The fundamental question posed is whether there are statistically significant differences in beer brand preferences among groups such as housewives, businessmen, factory workers, and college students. To address this, the research involves formulating an appropriate null hypothesis (H0) and alternative hypothesis (Ha), selecting a suitable test, and interpreting the results based on a significance level (α) of 0.05.
Formulating the Hypotheses
The null hypothesis (H0) asserts that there is no association between customer group and preferred beer brand, implying that preferences are independent of group membership. Conversely, the alternative hypothesis (Ha) suggests that at least one customer group exhibits a different preference pattern, indicating a dependence between group type and beer brand choice.

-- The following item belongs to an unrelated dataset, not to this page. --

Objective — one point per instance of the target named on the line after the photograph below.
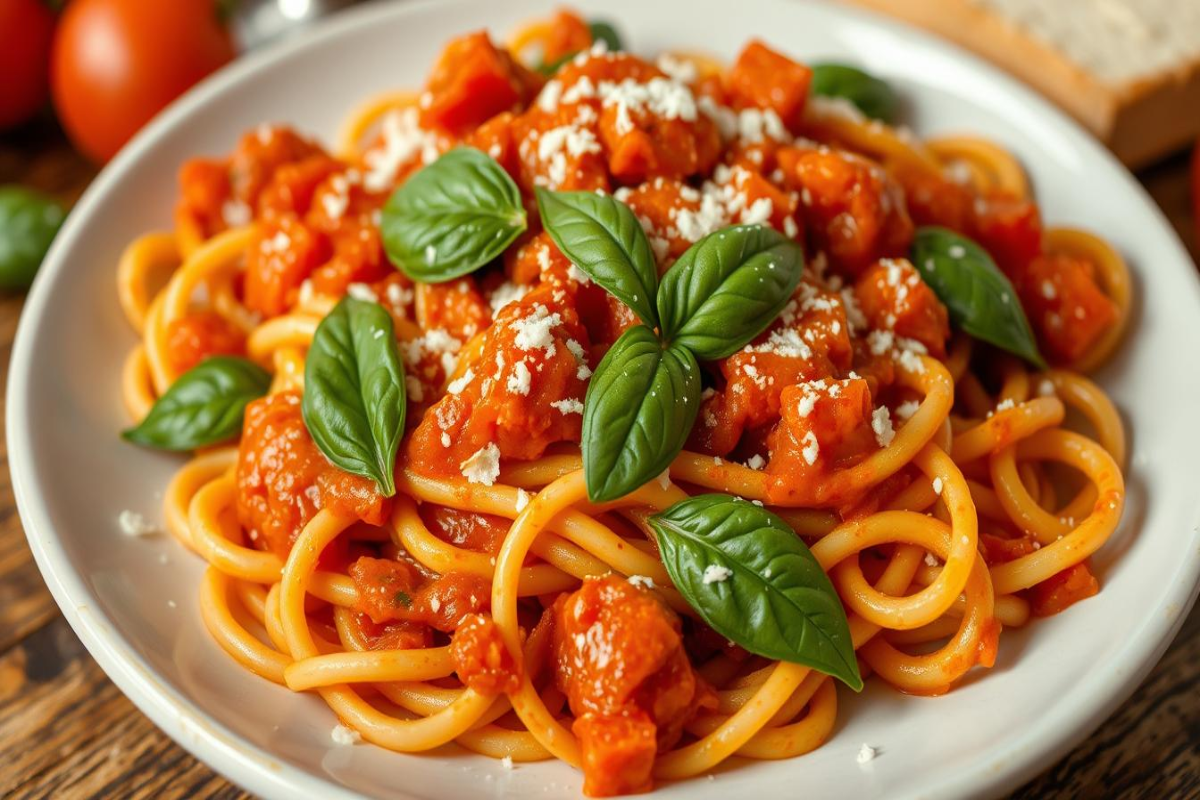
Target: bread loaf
(1128, 70)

Specifically:
- H0: The distribution of beer preferences is independent of customer group.
- Ha: The distribution of beer preferences depends on customer group.
Data Collection and Sample Distribution
While specific data details have not been provided in this context, it is standard practice in such analyses to construct a contingency table summarizing the observed frequencies of each brand preference within each customer group. With a total sample size of 800 and multiple groups, the observed counts would typically be tabulated as follows:
| Customer Group | Pale | Golden | Heavy | Total |
|---|---|---|---|---|
| Housewives | O11 | O12 | O13 | n1 |
| Businessmen | O21 | O22 | O23 | n2 |
| Factory Workers | O31 | O32 | O33 | n3 |
| College Students | O41 | O42 | O43 | n4 |
| Total | T1 | T2 | T3 | 800 |
Statistical Test and Calculation
The appropriate statistical method for analyzing the independence of categorical variables in such a contingency table is the Chi-Square Test of Independence. This test assesses whether there is a significant association between customer groups and brand preferences.
To perform the Chi-Square Test, the following steps are necessary:
- Calculate the expected frequencies for each cell under the assumption that there is no association. The expected frequency for each cell is determined by:
- Expected frequency = (row total × column total) / grand total
- Compute the Chi-Square statistic using:
- χ² = Σ (Observed - Expected)² / Expected
- where the summation is over all cells in the table.
- Compare the calculated χ² value against the critical value from the Chi-Square distribution table with the appropriate degrees of freedom, which is (number of rows - 1) × (number of columns - 1).
If the calculated χ² exceeds the critical value at α = 0.05, reject the null hypothesis, indicating that preferences vary significantly across groups.
Interpretation and Conclusion
Should the statistical analysis reveal a significant association, this implies that customer group membership influences beer brand preferences. Such findings are valuable for marketing strategies, enabling companies to customize promotions and product packaging tailored to each demographic segment.
Conversely, if no significant association is found, the company can infer that preferences are uniform across groups, and broader marketing campaigns might suffice without segment-specific modifications.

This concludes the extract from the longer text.